The Founders Story
About Alfred Surgery
If someone in the world knows how to do this better, why don’t we all have access to that knowledge?
Alfred Surgery began in 2013, when Norwegian surgical trainee Knut Borch confronted a troubling reality: surgical education was dangerously unstructured. Young surgeons were left to navigate a maze of inconsistent resources, and the consequences were felt directly in patient outcomes. After witnessing several severe complications in a short period of time, this one question stayed with him.

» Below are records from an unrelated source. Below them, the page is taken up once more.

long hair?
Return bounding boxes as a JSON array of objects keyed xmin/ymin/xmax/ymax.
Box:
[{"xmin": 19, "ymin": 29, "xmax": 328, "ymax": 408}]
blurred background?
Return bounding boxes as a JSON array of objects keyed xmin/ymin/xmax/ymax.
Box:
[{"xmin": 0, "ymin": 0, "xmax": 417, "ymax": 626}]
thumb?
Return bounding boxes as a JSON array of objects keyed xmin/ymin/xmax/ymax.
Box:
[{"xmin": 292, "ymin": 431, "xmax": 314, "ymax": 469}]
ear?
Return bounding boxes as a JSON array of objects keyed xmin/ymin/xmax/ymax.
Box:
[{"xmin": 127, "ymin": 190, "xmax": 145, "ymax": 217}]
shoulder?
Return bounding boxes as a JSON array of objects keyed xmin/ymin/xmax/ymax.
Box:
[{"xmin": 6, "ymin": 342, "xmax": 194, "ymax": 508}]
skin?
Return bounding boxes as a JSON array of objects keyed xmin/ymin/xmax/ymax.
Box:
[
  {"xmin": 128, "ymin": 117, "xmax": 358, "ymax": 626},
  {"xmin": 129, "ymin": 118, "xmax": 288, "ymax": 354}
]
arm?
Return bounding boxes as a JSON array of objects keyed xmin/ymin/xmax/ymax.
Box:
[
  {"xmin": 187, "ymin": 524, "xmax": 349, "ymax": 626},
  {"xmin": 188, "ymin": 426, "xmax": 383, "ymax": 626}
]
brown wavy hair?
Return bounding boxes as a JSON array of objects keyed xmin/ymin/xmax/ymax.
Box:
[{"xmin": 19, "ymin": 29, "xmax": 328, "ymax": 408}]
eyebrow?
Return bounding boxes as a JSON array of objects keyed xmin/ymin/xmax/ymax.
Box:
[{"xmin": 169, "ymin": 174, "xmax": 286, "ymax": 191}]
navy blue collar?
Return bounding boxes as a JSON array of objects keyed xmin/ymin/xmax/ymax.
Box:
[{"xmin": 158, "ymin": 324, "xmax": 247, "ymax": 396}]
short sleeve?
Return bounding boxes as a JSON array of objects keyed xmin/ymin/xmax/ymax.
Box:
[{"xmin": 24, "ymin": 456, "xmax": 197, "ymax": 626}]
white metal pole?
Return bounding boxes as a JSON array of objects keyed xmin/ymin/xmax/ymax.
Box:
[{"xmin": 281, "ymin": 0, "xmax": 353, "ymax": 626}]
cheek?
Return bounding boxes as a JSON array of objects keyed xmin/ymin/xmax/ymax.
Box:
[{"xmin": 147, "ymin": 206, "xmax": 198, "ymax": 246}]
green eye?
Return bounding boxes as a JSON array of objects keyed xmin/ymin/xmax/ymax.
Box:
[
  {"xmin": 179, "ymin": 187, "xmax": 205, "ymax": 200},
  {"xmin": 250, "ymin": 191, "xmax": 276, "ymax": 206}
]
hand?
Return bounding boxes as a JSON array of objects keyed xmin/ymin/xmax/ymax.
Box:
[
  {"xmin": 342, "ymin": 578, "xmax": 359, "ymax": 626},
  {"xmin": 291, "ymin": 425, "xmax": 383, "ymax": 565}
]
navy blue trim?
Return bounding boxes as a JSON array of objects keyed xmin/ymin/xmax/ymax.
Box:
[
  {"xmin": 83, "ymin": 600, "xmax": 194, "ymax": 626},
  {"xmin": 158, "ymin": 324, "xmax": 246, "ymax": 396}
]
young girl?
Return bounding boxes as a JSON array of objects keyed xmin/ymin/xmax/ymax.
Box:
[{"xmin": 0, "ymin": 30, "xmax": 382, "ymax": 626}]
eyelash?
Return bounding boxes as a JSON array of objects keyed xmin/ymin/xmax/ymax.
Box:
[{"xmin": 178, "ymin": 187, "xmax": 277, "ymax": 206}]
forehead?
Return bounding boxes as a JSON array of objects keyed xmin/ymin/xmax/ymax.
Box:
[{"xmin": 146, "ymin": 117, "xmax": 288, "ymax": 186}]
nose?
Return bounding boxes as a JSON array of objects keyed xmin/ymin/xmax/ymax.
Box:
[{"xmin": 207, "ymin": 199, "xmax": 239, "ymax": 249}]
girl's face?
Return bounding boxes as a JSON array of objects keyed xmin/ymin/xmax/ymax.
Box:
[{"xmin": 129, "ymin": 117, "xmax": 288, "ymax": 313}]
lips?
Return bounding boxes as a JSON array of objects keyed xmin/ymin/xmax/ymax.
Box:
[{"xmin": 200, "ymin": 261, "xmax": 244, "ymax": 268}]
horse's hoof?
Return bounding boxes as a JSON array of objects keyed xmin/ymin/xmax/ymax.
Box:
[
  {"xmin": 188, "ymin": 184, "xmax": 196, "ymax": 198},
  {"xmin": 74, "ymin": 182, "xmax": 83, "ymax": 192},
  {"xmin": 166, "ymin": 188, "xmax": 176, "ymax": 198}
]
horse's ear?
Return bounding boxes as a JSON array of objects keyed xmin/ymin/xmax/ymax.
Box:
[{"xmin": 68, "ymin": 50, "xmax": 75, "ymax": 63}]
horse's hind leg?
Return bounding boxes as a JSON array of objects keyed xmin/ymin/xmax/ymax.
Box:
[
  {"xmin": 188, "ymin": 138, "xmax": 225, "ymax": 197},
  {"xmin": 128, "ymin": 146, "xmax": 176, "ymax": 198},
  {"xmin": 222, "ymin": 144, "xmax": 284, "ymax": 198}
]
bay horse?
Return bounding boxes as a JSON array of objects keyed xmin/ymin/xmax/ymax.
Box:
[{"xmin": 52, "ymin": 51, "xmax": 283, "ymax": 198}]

Turning Vision into Reality
Determined to change this, Knut Borch began building the first sketches of what would become Alfred Surgery. Early support from Innovation Norway helped turn the idea into a working prototype, while guidance from the Norwegian Minister of Health pointed the project toward the right institutions and funding structures. These early partnerships transformed a personal frustration into a viable national initiative.
A major turning point came in 2018, when Knut Borch met Robbert-Jan Lindeman. United by a shared passion for education and patient safety, they joined forces as co-founders. Together, they secured innovation contracts with University Hospital of North Norway and University Hospital of Stavanger, allowing Alfred Surgery to grow within real clinical environments and alongside practicing surgeons.
In 2021, Borch became Advisor for Education at the European Hernia Society, where he developed Europe’s first structured novice-to-expert training pathway for abdominal wall surgeons. Under this collaboration, the society’s educational activity expanded from one annual course to twelve, with Alfred Surgery serving as the digital backbone of a new, pan-European curriculum.
From Local Idea to Global Impact
Today, Alfred Surgery has trained over 1,000 surgeons from all continents. The platform is integrated in six Norwegian hospitals and continues to expand across Scandinavia, the UK, the United States, and mainland Europe. Through humanitarian partnerships, it also supports surgical education in Ghana and Sierra Leone.
What began as the concern of a single trainee has become a global educational movement. Alfred Surgery is built on one simple belief: surgical excellence should never depend on geography, every surgeon, and every patient, deserves access to the best possible knowledge.